Massimo Urbani, orgoglio di un quartiere

Massimo Urbani è stato uno dei maggiori interpreti del jazz a livello nazionale. Il suo immenso talento fu riconosciuto ed apprezzato dai più grandi maestri italiani ed internazionali. In Italia suonò nei più importanti festival jazz e collaborò con moltissimi artisti. Inoltre la sua interpretazione di Everything Happens To Me, dall’album The Blessing, è considerata la migliore mai realizzata.

Fin da giovane, però, iniziarono a manifestarsi in lui i primi sintomi di quel disagio esistenziale che lo avrebbe condotto lentamente all’autodistruzione. Consumato da alcool e droghe, morì il 23 giugno 1993 per un collasso cardiocircolatorio.

In suo onore fu istituito nel 1996 il Premio internazionale Massimo Urbani, riconoscimento sacrosanto a colui che aveva contribuito ad aprire una strada imponendosi come protagonista di un genere che a partire dagli Anni ’70 iniziò ad essere apprezzato anche dal grande pubblico e studiato nei conservatori da una generazione di ragazzi che in esso vedeva un canale di sfogo più colto del rock per manifestare la propria protesta giovanile. Forse perché già allora il rock aveva perso la sua spinta propulsiva e iniziava a ripiegarsi su se stesso. E allora c’era bisogno di nuovi sbocchi.

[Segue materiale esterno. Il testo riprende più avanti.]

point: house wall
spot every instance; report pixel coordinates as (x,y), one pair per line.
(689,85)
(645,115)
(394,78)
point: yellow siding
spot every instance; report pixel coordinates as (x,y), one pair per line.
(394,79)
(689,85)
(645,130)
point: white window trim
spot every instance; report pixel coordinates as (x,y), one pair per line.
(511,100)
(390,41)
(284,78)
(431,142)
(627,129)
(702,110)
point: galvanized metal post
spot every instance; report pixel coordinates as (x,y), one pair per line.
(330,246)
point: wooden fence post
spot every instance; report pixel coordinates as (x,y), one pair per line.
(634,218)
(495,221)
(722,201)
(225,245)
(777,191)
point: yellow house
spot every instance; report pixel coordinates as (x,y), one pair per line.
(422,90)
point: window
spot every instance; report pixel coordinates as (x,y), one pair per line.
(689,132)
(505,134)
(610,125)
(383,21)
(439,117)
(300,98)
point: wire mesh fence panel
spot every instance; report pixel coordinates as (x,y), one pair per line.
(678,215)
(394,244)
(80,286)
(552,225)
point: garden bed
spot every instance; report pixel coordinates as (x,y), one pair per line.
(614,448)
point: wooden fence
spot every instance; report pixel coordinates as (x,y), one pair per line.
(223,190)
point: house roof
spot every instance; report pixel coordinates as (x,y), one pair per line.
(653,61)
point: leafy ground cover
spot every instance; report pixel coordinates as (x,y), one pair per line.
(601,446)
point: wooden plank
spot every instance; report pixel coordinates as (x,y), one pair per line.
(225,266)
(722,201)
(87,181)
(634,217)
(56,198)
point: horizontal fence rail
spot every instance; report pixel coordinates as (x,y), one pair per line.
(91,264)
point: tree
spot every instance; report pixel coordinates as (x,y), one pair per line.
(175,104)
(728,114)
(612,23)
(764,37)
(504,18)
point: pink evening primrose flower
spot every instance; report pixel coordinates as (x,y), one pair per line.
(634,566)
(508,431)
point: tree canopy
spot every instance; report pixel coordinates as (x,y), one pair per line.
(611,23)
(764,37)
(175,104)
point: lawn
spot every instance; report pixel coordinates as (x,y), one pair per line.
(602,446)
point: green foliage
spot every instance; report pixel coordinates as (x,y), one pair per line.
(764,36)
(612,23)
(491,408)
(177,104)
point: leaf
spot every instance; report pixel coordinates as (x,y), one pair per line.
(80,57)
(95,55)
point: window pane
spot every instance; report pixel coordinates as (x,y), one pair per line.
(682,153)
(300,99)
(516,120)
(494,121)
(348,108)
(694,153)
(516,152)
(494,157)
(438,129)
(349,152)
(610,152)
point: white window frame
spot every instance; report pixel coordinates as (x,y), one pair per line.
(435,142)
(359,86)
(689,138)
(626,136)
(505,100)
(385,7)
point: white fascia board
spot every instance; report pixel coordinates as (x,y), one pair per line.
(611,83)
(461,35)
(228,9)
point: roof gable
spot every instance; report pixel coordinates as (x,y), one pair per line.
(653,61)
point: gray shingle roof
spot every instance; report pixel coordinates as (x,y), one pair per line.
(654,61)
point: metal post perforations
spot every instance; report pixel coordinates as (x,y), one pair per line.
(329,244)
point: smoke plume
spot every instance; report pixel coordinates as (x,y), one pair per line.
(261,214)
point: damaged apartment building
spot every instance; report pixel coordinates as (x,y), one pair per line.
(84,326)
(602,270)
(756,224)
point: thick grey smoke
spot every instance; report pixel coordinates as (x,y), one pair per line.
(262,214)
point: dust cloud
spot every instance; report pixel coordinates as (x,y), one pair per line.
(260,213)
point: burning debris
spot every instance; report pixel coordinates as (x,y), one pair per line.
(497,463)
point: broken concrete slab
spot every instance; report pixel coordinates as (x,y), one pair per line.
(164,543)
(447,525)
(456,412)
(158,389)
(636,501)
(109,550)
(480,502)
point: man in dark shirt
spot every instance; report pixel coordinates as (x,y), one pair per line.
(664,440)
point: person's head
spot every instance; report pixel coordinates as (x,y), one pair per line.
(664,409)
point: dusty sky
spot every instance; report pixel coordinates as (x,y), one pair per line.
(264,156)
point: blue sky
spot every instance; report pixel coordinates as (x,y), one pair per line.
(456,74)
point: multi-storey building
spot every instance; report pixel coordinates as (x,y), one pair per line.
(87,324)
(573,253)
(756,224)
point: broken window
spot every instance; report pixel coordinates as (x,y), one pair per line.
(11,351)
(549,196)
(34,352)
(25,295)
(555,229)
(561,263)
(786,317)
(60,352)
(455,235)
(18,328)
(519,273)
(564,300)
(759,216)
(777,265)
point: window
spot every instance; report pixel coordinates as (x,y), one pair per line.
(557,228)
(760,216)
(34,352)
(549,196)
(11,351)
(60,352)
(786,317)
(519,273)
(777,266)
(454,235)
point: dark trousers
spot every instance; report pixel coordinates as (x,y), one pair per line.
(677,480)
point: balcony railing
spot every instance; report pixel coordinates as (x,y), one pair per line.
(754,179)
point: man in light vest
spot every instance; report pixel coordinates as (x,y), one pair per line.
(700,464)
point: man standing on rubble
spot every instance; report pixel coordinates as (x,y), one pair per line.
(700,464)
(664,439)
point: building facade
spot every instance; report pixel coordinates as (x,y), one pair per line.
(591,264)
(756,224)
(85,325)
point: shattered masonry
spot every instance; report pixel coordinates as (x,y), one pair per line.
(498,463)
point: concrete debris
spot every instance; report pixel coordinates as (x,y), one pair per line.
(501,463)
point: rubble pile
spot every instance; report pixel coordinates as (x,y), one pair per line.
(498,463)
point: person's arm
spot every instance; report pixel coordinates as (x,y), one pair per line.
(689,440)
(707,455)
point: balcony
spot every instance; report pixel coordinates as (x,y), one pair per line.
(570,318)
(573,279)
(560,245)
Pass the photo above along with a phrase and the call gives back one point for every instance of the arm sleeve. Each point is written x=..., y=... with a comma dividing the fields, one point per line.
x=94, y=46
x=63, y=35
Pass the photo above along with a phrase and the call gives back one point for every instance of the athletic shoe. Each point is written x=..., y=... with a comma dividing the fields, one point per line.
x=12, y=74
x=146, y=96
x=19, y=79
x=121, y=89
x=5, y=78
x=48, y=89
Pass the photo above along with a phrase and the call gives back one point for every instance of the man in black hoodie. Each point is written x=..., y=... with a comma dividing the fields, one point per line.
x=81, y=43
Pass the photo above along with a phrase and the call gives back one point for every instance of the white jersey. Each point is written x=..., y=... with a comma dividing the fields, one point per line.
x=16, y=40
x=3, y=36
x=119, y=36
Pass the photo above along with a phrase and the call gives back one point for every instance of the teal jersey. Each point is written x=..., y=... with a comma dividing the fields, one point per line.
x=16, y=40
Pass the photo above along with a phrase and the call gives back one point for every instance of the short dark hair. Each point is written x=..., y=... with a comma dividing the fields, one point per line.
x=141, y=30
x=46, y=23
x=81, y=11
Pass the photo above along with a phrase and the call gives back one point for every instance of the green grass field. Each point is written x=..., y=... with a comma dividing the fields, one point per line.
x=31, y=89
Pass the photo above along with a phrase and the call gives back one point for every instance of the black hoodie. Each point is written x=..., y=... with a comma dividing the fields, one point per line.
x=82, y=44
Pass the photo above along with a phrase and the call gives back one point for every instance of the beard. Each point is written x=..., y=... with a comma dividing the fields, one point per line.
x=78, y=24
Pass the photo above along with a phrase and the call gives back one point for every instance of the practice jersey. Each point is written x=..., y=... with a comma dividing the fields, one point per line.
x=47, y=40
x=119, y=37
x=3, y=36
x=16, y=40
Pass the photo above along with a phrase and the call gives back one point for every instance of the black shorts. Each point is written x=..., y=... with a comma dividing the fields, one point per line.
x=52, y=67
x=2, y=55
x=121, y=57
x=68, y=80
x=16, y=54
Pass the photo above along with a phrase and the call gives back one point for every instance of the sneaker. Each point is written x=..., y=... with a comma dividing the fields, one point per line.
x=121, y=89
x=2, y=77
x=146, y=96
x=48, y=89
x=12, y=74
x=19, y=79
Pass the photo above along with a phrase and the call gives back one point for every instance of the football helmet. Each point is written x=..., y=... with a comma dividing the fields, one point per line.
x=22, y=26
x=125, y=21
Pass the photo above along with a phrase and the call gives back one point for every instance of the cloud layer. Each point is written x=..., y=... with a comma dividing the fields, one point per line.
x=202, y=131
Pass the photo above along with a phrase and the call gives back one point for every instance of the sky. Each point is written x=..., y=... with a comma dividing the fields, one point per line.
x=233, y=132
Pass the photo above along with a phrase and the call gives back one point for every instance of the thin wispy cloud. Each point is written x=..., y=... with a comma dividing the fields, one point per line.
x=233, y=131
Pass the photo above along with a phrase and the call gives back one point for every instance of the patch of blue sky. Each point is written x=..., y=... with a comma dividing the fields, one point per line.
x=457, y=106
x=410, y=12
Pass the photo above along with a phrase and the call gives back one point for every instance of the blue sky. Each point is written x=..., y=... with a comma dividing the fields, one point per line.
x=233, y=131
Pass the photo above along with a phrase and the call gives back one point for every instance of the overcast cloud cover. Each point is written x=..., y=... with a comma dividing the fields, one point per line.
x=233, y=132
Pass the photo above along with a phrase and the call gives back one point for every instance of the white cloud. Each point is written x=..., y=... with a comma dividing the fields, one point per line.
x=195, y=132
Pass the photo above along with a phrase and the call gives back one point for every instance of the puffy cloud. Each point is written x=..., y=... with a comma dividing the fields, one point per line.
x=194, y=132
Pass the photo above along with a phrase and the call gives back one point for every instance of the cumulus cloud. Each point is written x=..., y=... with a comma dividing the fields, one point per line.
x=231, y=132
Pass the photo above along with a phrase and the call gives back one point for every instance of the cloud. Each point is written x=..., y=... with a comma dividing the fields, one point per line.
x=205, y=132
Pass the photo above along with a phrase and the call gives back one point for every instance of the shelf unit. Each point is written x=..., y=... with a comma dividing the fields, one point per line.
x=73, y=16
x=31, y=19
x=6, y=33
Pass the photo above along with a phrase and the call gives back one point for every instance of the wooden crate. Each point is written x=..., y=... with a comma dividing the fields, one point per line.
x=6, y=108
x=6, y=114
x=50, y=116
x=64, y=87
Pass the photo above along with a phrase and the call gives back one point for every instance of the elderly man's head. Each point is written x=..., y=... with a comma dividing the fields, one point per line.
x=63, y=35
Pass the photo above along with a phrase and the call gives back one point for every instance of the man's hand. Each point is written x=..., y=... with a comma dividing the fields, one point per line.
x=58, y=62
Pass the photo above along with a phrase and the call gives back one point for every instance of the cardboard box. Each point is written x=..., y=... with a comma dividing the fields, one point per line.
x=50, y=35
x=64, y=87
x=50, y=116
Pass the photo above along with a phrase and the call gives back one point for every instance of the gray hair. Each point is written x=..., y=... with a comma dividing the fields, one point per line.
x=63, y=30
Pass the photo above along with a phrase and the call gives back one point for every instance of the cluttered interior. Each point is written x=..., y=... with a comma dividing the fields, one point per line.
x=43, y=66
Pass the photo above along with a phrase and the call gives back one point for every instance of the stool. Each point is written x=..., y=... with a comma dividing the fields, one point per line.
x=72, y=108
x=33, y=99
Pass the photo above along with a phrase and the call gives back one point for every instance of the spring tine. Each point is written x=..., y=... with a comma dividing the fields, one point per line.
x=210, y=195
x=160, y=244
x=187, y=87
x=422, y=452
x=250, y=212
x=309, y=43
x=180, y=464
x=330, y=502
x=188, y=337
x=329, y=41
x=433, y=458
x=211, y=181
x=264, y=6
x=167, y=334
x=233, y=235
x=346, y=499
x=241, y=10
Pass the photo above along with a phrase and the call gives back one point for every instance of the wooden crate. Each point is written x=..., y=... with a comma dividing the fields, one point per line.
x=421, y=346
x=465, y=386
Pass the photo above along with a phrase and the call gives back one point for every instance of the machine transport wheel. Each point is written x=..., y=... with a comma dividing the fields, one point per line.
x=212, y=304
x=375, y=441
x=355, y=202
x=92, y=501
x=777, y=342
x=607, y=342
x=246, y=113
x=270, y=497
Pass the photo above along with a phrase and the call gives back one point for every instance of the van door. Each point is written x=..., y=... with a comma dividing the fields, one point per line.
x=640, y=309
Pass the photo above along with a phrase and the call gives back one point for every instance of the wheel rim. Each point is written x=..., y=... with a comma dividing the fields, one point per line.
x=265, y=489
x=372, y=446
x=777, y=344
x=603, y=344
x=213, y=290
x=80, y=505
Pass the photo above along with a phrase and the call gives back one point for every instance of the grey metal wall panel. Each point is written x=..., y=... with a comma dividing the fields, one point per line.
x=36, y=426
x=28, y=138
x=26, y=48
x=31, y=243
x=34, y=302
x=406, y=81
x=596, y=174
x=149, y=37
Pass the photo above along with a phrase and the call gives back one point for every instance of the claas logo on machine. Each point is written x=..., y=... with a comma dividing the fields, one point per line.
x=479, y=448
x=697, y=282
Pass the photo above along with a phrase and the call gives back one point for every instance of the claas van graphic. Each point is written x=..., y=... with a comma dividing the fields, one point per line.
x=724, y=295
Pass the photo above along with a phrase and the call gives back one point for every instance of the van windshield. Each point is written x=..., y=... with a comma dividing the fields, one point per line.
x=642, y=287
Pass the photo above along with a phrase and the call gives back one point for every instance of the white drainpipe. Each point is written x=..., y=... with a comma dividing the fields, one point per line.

Urbani fu uno dei precursori e Monte Mario uno dei laboratori in cui quella rivoluzione veniva sperimentata. Il sassofonista era solo la punta dell’iceberg di una scena in costante fermento e il quartiere, quell’anima jazz non l’ha mai smarrita. Così come non ha mai smarrito il patrimonio di storie, percorsi, aneddoti e personaggi che a quell’anima erano e sono legati. Quanto forte ancora lo vedremo nel weekend ma è lecito aspettarsi che, ancora una volta, passato e presente si rincorreranno per ritrovarsi uniti in un solo istante.